Foley Viola split West Point

LAS VEGAS -- Students and alumni of the United States Military Academy at West Point are united by the unbreakable bond forged from being members of the Corps of Cadets.

During the 2023 Stanley Cup Final, they are united by hockey.

The Florida Panthers and the Vegas Golden Knights are competing for the Cup, and each franchise is owned by graduates of the prestigious 221-year-old academy in West Point, New York.

Panthers owner Vincent Viola received his bachelor's degree from West Point in 1977 and is a graduate of the U.S. Army Airborne, Air Assault, Infantry and Ranger Schools and a former infantry officer in the 101st Airborne Division.

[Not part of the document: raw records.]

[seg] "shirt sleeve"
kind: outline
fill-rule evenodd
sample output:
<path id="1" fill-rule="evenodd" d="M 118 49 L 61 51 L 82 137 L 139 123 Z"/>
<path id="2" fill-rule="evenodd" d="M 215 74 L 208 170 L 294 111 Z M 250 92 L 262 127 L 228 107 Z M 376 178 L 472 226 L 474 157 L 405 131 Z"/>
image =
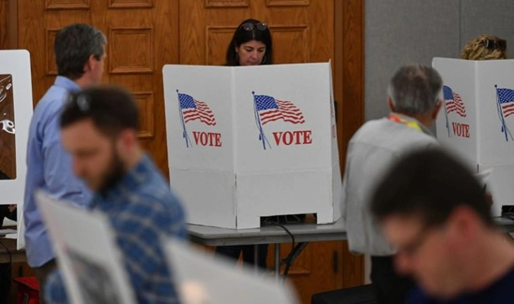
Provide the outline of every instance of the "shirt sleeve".
<path id="1" fill-rule="evenodd" d="M 50 304 L 67 304 L 68 296 L 61 272 L 56 269 L 48 276 L 45 286 L 45 300 Z"/>
<path id="2" fill-rule="evenodd" d="M 88 203 L 88 191 L 72 172 L 72 157 L 61 143 L 60 112 L 54 113 L 43 126 L 44 177 L 52 196 L 79 206 Z"/>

Golden Knights owner Bill Foley earned his bachelor's degree from the academy in 1967 and served in the U.S. Air Force, where he achieved the rank of captain.

Their teams playing in the Cup Final is a source of pride -- and bragging rights -- at the academy and throughout the West Point community.

Vegas leads the best-of-7 series 2-1 with Game 4 at FLA Live Arena in Sunrise, Florida, on Saturday (8 p.m. ET; TNT, TBS, truTV, CBC, SN, TVAS).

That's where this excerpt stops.